先週のグリーンチャンネルでウインズを特集した番組があった。ところで場外馬券発売所をウインズと呼ぶのには私はいまだにしっくりしないが、ここではとりあえずウインズでいくこととする。

さて今なぜウインズの特集番組がつくられたのか。それはこの番組の内容を見るとなんとなくわかったような気がする。

まず新横浜ウインズの紹介に始まる。ここでは150インチ映像ホール、1000円のエクセルフロアスタンダードタイプ、2500円のハイグレードタイプだ。

エクセルフロアにはテーブル付きのイスがあり、ハイグレードタイプでは各席にテレビがついている。また無料のレディーズペアシートもある。

これは現在のウインズにはこのようにファンが快適に過ごすことができるところもあるからウインズに来てくださいというアピールなのだ。

続いてウインズ八代が紹介される。ここでは馬券を買うシーンもあるが、モダン焼きや野菜入りシュードーナツを食べたりとウインズグルメの紹介だ。

しかし八代編のメインはその後の日奈久温泉行だ。名産のちくわを食べたり果物を食べたり。その後、温泉旅館に泊まり温泉に入り夕食を食べる。つまり温泉に近いウインズに行けば馬券だけではなく温泉も楽しめるというわけだ。

次はウインズ京都の紹介となる。ここでは各フロアが紹介されるが普通のウインズ風景だ。

そこでウインズをあとにすると、ウインズのある祇園のグルメスポットでお好み焼きの元祖をビールをがぶがぶ飲みながらというわけだ。これが女性リポーターだから笑える。

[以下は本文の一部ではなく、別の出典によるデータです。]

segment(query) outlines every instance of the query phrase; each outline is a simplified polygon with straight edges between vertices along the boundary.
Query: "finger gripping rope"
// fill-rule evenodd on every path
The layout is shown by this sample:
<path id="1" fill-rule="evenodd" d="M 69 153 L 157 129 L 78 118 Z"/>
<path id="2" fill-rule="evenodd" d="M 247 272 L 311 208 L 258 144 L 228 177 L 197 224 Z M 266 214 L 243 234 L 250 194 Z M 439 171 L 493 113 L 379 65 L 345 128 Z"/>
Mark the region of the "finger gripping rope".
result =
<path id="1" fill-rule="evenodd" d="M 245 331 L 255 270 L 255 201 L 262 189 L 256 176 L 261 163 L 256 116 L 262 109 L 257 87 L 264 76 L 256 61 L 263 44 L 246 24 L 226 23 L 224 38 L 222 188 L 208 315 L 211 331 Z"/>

今度はウインズ高松となる。ここは畳敷きのファンエリアがあるということでそこの紹介だ。しかし高松編のメインはうどんで、ウインズに行く前にうどんを食べ、ウインズの後は二か所でうどんを食べるというわけだ。

以上のウインズの特集。これを見てわかるのは当然ながらファンにウインズに来てくださいということだ。新横浜編ではファンが快適に過ごすことができますよということをアピールしている。

八代、京都、高松ではウインズだけではなくその周辺にも楽しみがありますからぜひ来てくださいというわけである。

それはウインズにくるファンが減少しているということだろう。インターネットによる馬券発売が主流となっている現在ではウインズの存在価値は大きく低下している。

競馬場に行くのは特別な楽しみがある。しかしいくらウインズの設備が高くなっても、自宅でグリーンチャンネルを見ながらPATで馬券購入という環境にはかなわない。

そのようなファンならわざわざウインズに行く必要はない。とうわけでウインズ特集番組となったのだろう。

ところでこの番組内で場外発売所の歴史の紹介がある。初めてできたのはのちにウインズ銀座通りとなった銀座プレイガイド内にあった銀座場外で、現在の銀座場外ができたのちは中央競馬サービスセンターと呼ばれていた。

現座のゲートJの前身である広報コーナーができる前は、このサービスセンターの中にファンサービスの資料が置かれていたのである。